リアルでの「消費活動」と「移動」をデータで可視化
「Shufoo!」は、凸版印刷が提供する電子チラシサービスだ。アプリユーザーは自分が買い物をするエリアを設定すると、そのエリアの電子チラシを受け取ることができる。メインのユーザー層は30~40代の主婦層で、月間UUは1,100万、月間PV数は3.8億にも上る。
この「Shufoo!」の利用ログを蓄積して、凸版印刷は「Shufoo! DMP」を提供している。今年9月からは「Shufoo!」上でレシート情報の取得も開始しており、“購買者がどのチラシを見比べて、実際にどの店舗で何を購入したのか”までを追うことが可能に。
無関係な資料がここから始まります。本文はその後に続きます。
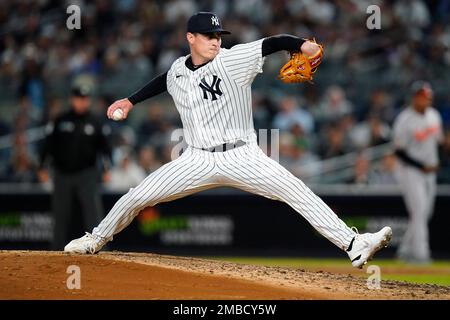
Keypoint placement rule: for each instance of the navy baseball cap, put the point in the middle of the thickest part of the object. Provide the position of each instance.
(205, 22)
(421, 87)
(81, 91)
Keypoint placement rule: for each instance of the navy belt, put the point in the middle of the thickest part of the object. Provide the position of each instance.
(225, 147)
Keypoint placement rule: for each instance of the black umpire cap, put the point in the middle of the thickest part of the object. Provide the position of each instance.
(421, 87)
(81, 90)
(205, 22)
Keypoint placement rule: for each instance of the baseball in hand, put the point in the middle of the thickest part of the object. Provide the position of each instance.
(118, 115)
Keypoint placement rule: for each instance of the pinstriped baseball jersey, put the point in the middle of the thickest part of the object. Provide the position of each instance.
(419, 134)
(215, 106)
(215, 101)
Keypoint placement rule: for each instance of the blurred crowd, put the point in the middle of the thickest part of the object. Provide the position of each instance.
(360, 87)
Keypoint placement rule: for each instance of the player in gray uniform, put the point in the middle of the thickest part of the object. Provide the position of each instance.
(417, 132)
(211, 88)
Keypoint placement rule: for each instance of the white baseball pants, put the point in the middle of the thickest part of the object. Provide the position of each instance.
(246, 168)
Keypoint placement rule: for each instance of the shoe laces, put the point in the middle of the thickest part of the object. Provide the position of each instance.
(355, 230)
(92, 245)
(361, 237)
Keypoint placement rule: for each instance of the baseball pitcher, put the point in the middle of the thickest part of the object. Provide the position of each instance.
(417, 132)
(211, 88)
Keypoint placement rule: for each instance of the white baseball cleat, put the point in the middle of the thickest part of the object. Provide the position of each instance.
(88, 243)
(364, 246)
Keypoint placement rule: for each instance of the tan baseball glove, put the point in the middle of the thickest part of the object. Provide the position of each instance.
(300, 67)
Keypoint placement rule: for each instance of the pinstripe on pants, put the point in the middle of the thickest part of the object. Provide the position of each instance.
(246, 168)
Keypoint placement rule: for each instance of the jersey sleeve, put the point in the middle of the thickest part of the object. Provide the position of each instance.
(244, 61)
(400, 133)
(171, 75)
(440, 133)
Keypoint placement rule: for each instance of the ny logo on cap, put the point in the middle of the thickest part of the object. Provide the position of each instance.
(215, 20)
(213, 88)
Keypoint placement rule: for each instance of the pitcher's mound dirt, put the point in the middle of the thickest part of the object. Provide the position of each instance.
(117, 275)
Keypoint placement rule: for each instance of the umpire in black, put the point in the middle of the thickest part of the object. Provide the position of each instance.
(77, 144)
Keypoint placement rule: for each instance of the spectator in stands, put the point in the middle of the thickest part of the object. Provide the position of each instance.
(334, 105)
(126, 173)
(147, 159)
(291, 114)
(361, 170)
(444, 157)
(384, 173)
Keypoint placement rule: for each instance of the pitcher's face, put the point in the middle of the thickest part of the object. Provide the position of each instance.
(205, 45)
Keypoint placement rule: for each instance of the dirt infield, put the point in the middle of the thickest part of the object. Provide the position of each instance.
(118, 275)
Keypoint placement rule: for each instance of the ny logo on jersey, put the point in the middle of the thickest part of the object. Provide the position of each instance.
(215, 21)
(213, 88)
これまでユーザーのプロファイル情報とオフラインの購買行動の融合は難しいとされてきたが、「Shufoo! DMP」ではこれを実現できるようになる。
もう一つの「マピオン」は、月間利用者数1,200万人を誇る地図サービスだ。旅行や出張、娯楽など様々な目的で利用されている。凸版印刷は、マピオンでも利用ログデータを蓄積しており、そのデータからは“近い将来、特定エリアに訪れる人”を推測することができる。
ちなみに、「マピオン」ユーザーの検索場所に対する興味関心は様々だ。そこで、「Mapion DMP」では、学校や習い事、公共施設、官公庁、グルメ、エンターテインメント、ビジネスなど18の大きなカテゴリーと300の小さなカテゴリーを設定し、ユーザーの直近の興味関心を可視化している。
「Shufoo!」と「マピオン」という2つのサービスの利用ログデータを活用することで、たとえば、「誰がどんな情報を見て、どの店舗で何を購入しているのか」「誰が何に興味関心をもっていて、近い将来どの地域を訪れるのか」というオフラインの行動を捉えることができるのだ。